The use of marijuana and mood-altering prescription drugs is increasing among drivers in the U.S. While it’s illegal in the United States to drive while drunk (with blood alcohol concentrations [BACs] of .08 or higher), the laws involving drugged driving vary across states.
Use of psychoactive drugs have similar, and perhaps even worse, effects and outcomes than driving after drinking alcohol. Drugged driving places the driver, passengers, as well as other drivers and pedestrians at risk for death or serious injury. In 2015, the most recent year for which most data are available, the NHTSA Fatality Analysis Reporting System (FARS) showed that psychoactive drugs were present in 43% of the fatalities in which the driver’s level of impairment or consumption was known via drug and alcohol testing. Impairment from drugs other than alcohol were more frequently cited in the FARS data (2016). An estimated 35,200 people died in 2015, up from the 32,675 reported fatalities in 2014, which is a 7.7 percent increase in motor vehicle traffic deaths in one year.
Marijuana use is rampant across the U.S. and increasing in nearly every age cohort.
As of April 2017, marijuana has been legalized for medical purposes in 29 states and the District of Columbia. The most recent state to do so is West Virginia, which legalized medical marijuana in April 2017, and it will become the law of the land in July 2019.
Recreational use of marijuana is currently allowed in Alaska, California, Colorado, Maine, Massachusetts, Nevada, Oregon, Washington and the District of Columbia. In addition, 13 other states have decriminalized possession of small amounts of marijuana, making it essentially legal to use.
In 2015, Congress identified impaired driving from drugs other than alcohol as a priority in the Fixing America’s Surface Transportation (FAST) Act.

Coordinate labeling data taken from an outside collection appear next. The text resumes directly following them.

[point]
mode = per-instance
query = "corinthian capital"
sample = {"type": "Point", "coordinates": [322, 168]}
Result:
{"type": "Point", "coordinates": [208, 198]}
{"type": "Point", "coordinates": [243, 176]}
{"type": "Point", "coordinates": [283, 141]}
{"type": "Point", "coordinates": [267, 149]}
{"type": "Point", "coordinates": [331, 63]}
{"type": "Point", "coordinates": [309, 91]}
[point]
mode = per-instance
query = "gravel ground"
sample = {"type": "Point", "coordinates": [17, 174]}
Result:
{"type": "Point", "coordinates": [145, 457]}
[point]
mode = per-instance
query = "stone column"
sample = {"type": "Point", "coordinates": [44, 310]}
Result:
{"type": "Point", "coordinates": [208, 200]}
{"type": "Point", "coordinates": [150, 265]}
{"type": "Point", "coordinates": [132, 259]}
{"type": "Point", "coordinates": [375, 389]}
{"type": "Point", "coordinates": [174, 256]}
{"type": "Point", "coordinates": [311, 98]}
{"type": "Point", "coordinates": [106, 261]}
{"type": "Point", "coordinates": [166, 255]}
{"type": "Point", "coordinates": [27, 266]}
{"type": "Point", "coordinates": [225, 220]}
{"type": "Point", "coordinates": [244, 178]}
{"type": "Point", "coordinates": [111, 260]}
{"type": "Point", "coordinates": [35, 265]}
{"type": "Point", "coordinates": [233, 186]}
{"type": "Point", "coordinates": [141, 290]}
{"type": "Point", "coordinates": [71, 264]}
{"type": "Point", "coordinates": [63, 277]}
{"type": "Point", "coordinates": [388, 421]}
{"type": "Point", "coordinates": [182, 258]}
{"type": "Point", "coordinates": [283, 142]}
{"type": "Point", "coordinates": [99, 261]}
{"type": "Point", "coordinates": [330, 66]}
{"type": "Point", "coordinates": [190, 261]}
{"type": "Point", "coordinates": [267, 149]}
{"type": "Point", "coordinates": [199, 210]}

This bill directed NHTSA to develop new education programs that will increase public awareness about the dangers associated with drugged driving. The Act also requires the Department of Transportation (DOT) to study the relationship between marijuana use and driving impairment as well as develop new methods to detect marijuana impairment among drivers. Certainly, the technology to measure acute impairment in long-acting drugs like marijuana is a challenge, but it is necessary on many fronts. And the right kind education may have an impact.
Why Does This Matter?
The recent data on distracted driving (texting, cell phone use, or navigation) has declined steadily since 2007. Highlighting the fatalities due to texting while driving has caused parents to make a concerted effort to crack down on their kids. Law enforcement giving hefty financial fines when catching distracted driver is associated with the decline. However, the percent of U.S. adults who consider marijuana a risky or harmful drug is declining rapidly. As a result, the use of cannabis among all age groups is increasing. Attitudes about the potential harm associated with using a drug are predictive of mortality and morbidity.
Lastly, several small studies of aircraft pilots demonstrated that impairment from cannabis persists at least 24 hours after the subjective feelings of intoxication are gone. If one doesn’t feel impaired, they are more likely to drive and thus more likely to be involved in a serious or fatal accident.